HCMI Data Set
About the Human Cancer Models Initiative
The Human Cancer Models Initiative (HCMI) is a collaborative international consortium that is generating novel, next-generation, tumor-derived culture models annotated with genomic and clinical data. The collaborating institutions are the National Cancer Institute (NCI), Cancer Research UK (CRUK), Wellcome Sanger Institute (WSI), and foundation Hubrecht Organoid Technology (HUB). The four Cancer Model Development Centers (CMDCs), which are supported by the NCI as part of the HCMI, are Broad Institute of MIT and Harvard (BROAD), Cold Spring Harbor Laboratory (CSHL), Stanford University, and Weill Cornell Medical College.

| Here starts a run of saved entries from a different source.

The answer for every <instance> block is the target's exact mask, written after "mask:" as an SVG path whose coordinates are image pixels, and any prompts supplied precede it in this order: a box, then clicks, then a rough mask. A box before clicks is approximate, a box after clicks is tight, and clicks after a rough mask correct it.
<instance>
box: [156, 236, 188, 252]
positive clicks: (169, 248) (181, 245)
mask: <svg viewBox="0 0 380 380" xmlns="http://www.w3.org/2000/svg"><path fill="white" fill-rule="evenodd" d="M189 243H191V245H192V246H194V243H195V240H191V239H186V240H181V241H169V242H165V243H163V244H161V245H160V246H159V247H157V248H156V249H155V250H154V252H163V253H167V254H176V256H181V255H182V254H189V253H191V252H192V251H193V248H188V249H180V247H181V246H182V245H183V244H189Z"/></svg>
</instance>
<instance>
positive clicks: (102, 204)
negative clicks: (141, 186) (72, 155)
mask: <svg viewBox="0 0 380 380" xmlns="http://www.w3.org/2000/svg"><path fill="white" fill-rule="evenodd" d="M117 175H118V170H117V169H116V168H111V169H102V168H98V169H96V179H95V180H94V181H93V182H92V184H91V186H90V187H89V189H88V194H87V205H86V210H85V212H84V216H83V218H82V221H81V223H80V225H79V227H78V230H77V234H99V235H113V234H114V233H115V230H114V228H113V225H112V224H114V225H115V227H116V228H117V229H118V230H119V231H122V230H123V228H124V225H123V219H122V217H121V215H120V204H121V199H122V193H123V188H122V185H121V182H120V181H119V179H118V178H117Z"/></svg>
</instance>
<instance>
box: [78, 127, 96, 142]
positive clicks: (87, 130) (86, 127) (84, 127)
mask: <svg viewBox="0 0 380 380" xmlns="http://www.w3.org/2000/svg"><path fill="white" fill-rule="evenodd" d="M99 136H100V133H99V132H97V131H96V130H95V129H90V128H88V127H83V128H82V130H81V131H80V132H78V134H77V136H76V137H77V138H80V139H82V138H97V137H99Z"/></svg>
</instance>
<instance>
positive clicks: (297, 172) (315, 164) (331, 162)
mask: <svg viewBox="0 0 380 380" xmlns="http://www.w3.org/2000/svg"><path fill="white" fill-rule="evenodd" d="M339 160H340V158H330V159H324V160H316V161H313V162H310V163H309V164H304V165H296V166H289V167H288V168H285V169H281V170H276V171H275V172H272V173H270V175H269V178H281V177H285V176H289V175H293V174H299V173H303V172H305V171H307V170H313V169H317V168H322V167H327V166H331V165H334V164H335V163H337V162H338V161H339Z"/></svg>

About the Human Cancer Models Initiative Data
HCMI data consists of 23 cases with over 450 phenotyped subjects with whole-exome sequencing, RNA sequencing, and whole-genome sequencing data. The NCI GDC houses all the clinical, biospecimen, and molecular characterization data with over 460 VCF, 261 BAM, 123 TXT, 57 TSV, and 23 BRC XML files. The Project ID in the GDC Data Portal is HCMI-CMDC.
For more information on the HCMI data, please refer to these sites:
Accessing the Human Cancer Models Initiative Data on the Cloud
Besides accessing the files on the GDC Data Portal, you can also access them from the GDC Google Cloud Storage Bucket, which means that you don’t need to download them to perform analysis. ISB-CGC stores the cloud file locations in tables in the isb-cgc-bq.GDC_case_file_metadata
data set in BigQuery.
To access these metadata files, go to the Google BigQuery console.
Perform SQL queries to find the HCMI files. Here is an example:
SELECT active.*, file_gdc_url
FROM `isb-cgc-bq.GDC_case_file_metadata.fileData_active_current` as active, `isb-cgc-bq.GDC_case_file_metadata.GDCfileID_to_GCSurl_current` as GCSurl
WHERE program_name = 'HCMI'
AND active.file_gdc_id = GCSurl.file_gdc_id
Accessing the HCMI Data in Google BigQuery
ISB-CGC has HCMI data, such as clinical, RNA-seq and somatic mutation, stored in Google BigQuery tables. Information about these tables can be found using the ISB-CGC BigQuery Table Search with HCMI selected for filter PROGRAM. To learn more about this tool, see the ISB-CGC BigQuery Table Search documentation.
The HCMI tables are in project isb-cgc-bq. To learn more about how to view and query tables in the Google BigQuery console, see the ISB-CGC BigQuery Tables documentation.
Data set
isb-cgc-bq.HCMI
contains the latest tables for each data type.Data set
isb-cgc-bq.HCMI_versioned
contains previously released tables, as well as the most current table.